Staying Conflict-Free While Staying at Home

Dispute Settlement Center Staff


By Nick Parker

As Orange County’s “stay at home” order, issued because of the coronavirus outbreak, begins to take effect, it means more time around spouses and kids. For some families, it may mean college students and young adults returning, living at home with parents again. Roommates are now sharing space with each other almost all the time.

As cabin fever starts to set in, houses and apartments suddenly seem a lot smaller than they used to, personal conflicts seem a lot more possible and healthy conflict resolution a much greater need.

“Conflict is a really scary thing for everybody,” said Jennifer Yarnelle, mediation director at the Carrboro-based Dispute Settlement Center. “Avoiding conflict is a huge one for lots of people. They are scared of it, they don’t know how to deal with it, they will run from it and deny it.”

The DSC has been helping resolve conflicts for more than 40 years. That might be finding alternative dispute resolution, facilitating group discussions, working as a mutual third party in mediations, leading restorative justice practices or conducting training.

“We’re all about getting people together for effective communication,” said Yarnelle.

Avoidance, while sometimes helpful, is not always the best strategy, she said. In fact, taking action before a conflict occurs can often circumvent friction entirely.

“It’s a lot easier to work or play or live together if everybody’s on the same page about how they’re gonna do that,” Yarnelle said. Establishing a set of guidelines, one in which every member of the household has a say and input, can be a crucially important step to a quieter, less-conflicted home.

“For families that are just now coming together,” added Yarnell, “it would be great to be able to [establish guidelines] while things are still relatively peaceful.”

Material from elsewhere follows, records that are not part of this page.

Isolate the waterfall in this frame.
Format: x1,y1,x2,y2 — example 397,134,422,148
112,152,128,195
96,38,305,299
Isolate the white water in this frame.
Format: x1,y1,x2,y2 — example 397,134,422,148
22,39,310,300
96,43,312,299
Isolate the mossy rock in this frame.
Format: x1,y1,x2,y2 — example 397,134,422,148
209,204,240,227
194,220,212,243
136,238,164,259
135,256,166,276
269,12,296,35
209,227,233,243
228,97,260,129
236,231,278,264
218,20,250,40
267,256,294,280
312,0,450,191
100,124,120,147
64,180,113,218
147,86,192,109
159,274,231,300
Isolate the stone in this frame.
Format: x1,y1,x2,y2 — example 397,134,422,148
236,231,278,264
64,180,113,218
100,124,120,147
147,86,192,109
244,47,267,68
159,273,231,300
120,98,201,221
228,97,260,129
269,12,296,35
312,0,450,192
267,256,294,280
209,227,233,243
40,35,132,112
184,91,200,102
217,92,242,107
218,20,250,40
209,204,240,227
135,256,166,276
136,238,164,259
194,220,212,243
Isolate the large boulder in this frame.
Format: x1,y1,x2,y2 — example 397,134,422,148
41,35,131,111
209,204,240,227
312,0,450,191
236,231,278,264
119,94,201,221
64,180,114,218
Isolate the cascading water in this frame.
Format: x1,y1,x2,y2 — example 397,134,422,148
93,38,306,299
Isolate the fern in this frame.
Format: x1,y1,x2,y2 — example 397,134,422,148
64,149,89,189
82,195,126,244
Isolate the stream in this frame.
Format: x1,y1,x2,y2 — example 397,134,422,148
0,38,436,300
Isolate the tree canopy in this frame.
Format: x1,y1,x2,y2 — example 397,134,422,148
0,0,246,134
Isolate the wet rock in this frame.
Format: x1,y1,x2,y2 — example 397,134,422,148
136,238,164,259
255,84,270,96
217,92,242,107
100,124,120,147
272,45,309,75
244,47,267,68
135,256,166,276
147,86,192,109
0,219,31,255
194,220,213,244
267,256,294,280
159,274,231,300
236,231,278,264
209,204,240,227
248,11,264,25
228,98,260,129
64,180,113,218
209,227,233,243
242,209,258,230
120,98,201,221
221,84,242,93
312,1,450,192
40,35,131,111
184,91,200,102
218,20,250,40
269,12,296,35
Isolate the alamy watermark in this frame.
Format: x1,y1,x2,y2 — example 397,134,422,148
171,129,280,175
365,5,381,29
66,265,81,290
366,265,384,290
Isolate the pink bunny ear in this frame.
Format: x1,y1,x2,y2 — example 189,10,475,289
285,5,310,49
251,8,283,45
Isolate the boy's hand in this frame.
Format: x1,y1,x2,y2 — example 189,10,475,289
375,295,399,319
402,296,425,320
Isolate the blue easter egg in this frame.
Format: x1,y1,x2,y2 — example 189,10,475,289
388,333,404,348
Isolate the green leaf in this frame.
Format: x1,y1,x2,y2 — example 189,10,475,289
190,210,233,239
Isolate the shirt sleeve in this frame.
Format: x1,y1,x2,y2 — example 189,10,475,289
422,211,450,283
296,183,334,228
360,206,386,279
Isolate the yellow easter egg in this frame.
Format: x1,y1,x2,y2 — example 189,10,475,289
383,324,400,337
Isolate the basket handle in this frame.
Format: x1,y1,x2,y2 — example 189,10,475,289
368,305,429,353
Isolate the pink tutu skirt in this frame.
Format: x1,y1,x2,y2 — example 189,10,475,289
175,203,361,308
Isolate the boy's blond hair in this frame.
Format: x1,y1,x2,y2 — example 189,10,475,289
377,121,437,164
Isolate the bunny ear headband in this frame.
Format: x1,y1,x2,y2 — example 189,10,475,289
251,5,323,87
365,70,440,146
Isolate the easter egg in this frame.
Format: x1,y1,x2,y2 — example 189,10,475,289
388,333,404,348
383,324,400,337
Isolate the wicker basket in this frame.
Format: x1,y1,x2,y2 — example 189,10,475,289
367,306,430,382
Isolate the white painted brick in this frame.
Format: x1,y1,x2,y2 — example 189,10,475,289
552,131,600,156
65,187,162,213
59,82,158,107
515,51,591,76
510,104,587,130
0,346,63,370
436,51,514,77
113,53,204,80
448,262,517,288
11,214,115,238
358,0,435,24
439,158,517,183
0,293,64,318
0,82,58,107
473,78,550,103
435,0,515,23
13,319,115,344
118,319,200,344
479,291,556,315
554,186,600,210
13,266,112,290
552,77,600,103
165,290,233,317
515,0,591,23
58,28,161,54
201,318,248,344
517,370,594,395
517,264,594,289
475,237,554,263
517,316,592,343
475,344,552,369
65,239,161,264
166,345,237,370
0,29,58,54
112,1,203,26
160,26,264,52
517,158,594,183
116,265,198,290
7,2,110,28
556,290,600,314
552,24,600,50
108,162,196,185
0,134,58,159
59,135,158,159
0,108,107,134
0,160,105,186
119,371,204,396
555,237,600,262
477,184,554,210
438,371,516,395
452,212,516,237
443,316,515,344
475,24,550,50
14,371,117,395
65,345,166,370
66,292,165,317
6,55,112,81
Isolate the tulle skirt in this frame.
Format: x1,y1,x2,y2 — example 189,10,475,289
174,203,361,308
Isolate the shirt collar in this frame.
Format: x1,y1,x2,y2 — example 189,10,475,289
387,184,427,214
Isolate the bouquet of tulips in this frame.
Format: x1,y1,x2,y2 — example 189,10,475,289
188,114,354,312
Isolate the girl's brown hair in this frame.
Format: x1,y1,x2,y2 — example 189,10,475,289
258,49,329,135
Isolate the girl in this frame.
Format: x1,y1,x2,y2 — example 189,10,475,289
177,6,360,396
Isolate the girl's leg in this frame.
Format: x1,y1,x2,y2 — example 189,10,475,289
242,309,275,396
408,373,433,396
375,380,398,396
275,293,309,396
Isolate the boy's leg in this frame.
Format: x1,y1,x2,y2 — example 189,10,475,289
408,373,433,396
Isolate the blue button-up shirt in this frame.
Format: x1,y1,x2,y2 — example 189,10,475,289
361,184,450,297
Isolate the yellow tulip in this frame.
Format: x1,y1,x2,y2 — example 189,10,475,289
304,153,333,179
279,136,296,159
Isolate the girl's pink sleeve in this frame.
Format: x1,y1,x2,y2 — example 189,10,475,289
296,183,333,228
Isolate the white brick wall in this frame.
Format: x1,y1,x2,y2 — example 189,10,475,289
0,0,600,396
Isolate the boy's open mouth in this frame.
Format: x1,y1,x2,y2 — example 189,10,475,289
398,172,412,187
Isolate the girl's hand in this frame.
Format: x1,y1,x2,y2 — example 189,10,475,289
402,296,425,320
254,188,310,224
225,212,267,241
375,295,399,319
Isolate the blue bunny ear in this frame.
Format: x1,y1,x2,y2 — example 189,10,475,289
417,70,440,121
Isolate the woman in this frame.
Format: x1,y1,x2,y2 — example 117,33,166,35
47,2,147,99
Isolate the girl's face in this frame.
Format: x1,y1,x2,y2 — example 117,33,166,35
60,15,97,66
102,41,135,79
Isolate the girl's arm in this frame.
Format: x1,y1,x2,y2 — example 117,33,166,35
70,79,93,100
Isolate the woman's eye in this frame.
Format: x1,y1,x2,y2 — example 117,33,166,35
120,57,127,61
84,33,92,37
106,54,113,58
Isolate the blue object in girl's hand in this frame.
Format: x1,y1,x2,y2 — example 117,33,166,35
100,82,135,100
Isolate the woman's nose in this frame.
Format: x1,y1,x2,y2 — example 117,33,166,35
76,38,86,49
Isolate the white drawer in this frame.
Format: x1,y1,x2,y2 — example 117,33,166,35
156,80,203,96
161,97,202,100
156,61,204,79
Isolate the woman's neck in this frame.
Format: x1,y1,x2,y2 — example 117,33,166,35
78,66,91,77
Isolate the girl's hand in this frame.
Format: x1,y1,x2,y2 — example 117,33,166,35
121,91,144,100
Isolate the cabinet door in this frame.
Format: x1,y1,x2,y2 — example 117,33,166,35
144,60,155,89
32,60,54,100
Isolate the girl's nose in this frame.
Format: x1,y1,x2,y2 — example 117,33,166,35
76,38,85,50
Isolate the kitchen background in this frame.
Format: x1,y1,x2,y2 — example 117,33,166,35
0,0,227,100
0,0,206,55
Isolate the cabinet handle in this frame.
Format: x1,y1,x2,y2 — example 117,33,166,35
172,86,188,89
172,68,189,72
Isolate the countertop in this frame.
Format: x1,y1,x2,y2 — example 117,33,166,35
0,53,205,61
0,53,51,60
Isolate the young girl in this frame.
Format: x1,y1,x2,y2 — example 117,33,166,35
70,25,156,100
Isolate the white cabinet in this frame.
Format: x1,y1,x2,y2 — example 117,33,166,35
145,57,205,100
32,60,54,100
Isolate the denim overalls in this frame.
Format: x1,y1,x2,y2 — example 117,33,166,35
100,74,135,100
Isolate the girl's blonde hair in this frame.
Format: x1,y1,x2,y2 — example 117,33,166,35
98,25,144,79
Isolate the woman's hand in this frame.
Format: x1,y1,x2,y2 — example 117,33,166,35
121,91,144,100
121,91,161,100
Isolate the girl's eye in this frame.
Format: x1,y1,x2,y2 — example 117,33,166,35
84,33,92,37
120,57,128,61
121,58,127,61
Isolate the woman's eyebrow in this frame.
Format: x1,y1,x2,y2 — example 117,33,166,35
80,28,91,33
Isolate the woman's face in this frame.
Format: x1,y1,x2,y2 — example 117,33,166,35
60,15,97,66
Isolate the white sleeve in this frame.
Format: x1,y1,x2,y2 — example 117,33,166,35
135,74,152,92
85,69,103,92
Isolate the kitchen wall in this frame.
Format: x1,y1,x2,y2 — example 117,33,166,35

A crucial step in setting up guidelines is effective listening. Often, this means approaching conversations with empathy, and reflecting on what is said.

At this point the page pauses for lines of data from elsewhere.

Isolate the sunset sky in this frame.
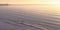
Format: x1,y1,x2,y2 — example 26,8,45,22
0,0,60,4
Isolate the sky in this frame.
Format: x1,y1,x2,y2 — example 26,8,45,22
0,0,60,4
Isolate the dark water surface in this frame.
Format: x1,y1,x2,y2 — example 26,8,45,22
0,5,60,30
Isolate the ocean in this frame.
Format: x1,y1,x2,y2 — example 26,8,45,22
0,5,60,30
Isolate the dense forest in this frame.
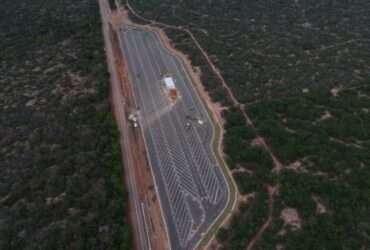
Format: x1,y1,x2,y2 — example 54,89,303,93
125,0,370,250
0,0,132,250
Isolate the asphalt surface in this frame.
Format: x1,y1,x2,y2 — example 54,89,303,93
119,25,229,250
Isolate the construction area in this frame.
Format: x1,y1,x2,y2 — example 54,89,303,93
99,0,234,250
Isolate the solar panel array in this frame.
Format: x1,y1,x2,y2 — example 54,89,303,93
122,27,228,249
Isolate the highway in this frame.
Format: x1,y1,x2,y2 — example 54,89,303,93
119,25,229,250
99,0,151,250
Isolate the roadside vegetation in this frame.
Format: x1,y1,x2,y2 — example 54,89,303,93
122,0,370,250
0,0,132,250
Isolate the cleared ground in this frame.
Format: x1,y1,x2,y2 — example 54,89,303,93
120,25,228,249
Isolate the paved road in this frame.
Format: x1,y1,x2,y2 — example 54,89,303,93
99,0,151,250
120,25,229,250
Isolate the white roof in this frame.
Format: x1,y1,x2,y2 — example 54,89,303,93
163,77,176,89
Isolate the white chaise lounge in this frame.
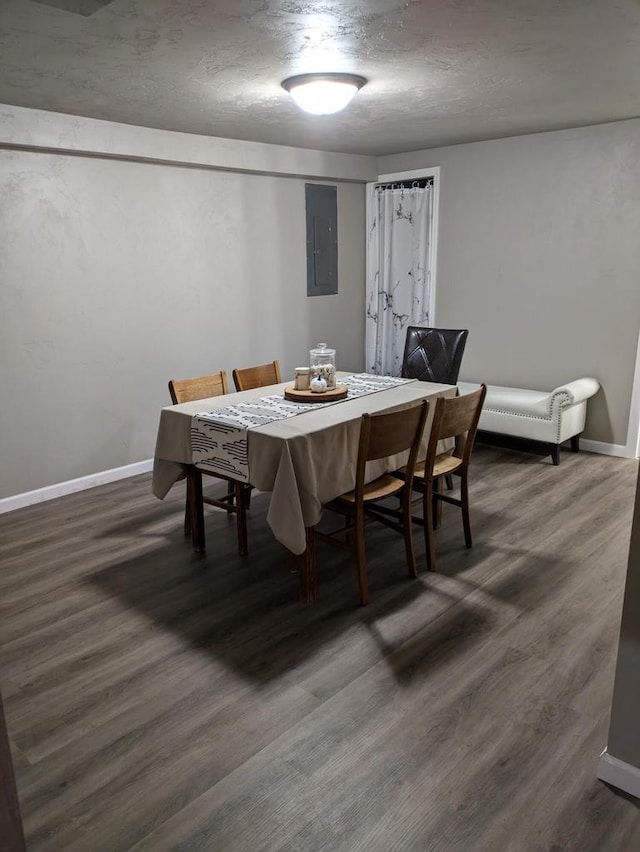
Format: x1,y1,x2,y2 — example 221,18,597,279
458,378,600,464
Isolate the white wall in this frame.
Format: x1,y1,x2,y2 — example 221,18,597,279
379,120,640,445
0,108,375,498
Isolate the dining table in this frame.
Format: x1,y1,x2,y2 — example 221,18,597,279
152,371,457,602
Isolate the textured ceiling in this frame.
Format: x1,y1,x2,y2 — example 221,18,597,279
0,0,640,155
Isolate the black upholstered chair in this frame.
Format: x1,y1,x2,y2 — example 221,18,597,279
402,325,469,385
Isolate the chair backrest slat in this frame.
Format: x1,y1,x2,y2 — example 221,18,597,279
356,400,429,492
425,384,487,471
233,361,282,391
169,370,229,405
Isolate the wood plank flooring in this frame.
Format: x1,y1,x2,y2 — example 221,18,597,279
0,446,640,852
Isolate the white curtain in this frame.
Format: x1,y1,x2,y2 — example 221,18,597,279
365,184,433,376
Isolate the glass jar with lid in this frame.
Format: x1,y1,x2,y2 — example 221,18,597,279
309,343,336,390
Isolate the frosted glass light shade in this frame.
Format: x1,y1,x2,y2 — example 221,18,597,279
282,74,367,115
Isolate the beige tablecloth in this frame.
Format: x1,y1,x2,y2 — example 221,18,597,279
152,373,456,554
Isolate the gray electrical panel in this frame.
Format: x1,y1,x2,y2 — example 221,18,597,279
305,183,338,296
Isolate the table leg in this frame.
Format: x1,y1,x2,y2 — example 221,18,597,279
297,527,316,603
187,465,206,553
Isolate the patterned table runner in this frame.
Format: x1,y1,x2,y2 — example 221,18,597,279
191,373,413,482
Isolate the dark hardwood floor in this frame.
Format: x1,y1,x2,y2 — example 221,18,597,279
0,446,640,852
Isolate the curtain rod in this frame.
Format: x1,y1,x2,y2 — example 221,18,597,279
376,177,433,191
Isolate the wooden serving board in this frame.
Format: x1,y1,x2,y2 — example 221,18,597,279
284,385,349,402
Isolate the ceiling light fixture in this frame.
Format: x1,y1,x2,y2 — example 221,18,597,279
282,74,367,115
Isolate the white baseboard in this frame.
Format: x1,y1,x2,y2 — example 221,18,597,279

“There is so much going on,” said Will Dudenhausen, the center’s training director, “and a good rule for the world in normal times is to just treat everybody’s concerns and needs and frustrations as legitimate and real, and respond in that way. It’s the best possible thing we could do.”

Dudenhausen, the father of two young children, also had some insight into how to deal with kids while living, working and parenting from home.

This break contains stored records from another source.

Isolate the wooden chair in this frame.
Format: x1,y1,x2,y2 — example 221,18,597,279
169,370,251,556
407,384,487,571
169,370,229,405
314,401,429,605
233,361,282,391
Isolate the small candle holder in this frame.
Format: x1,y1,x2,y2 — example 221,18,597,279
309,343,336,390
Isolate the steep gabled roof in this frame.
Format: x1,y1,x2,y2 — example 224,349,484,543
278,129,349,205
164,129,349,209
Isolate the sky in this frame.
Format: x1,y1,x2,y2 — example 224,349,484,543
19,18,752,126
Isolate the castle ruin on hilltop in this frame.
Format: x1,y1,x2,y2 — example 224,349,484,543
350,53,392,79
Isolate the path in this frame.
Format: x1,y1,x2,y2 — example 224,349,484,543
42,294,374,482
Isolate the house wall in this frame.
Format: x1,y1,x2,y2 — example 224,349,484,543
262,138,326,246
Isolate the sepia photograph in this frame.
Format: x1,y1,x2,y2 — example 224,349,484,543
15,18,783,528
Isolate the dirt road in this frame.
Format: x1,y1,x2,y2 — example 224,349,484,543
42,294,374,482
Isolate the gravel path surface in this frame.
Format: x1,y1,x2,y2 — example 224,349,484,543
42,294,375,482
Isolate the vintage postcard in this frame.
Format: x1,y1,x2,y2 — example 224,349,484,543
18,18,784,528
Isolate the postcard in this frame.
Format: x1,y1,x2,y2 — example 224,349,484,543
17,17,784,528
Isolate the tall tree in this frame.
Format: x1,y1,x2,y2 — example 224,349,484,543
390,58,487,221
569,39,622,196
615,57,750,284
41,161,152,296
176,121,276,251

“I think there’s an expectation right now on parents that they are providing the role of educator, parent, worker and all these sort of roles they’re normally used to providing one at a time. And being kind and patient with yourself … not pushing too hard on those things, not setting your expectations on a place where they’re unreasonable, will be very helpful.”

Another strategy Dudenausen suggested was limiting stress. Something as simple as reducing news intake to 30 minutes a day, and taking a step back from current events and breaking news, he said, can be a big help.

When it comes to dealing with older children, Val Hanson, the DSC’s restorative justice director, also had personal as well as professional experience to draw upon.

“We kind of went from only having dinners in the evenings to being around each other all the time,” said Hanson about her family of five, which includes three teenagers. “A big part of what we’re doing is learning how to be flexible, gentle and patient.”

Much like the creation of guidelines, creating a schedule can ensure that home-life keeps much of its needed structure and cooperation.

“[Figure] out how to have a bit of a routine, also have some boundaries … we all need a little bit of personal space, adults and kids, and also [manage] what’s really essential and important,” Hanson said.

As with all these strategies, communication is the key. Without effective communication between everyone in the house, conflict can arise and tempers can boil. This can be especially true with teenagers.

Yet, as Hanson said, when young adults are included in decision-making, such as with guidelines and schedules, they can keep some of the autonomy they have lost in recent weeks. This can help to reduce the oftentimes inevitable collisions that result from living in such close proximity to one another.

Most important, keep a positive mindset, Dudenhausen urged.

“Being grateful every day for the things you have, I think that rubs off on everybody,” he said. “As opposed to worrying about the things you don’t [have], if you come at it from a place of gratitude you’re going to get along a lot better. And you can talk about those things out loud.”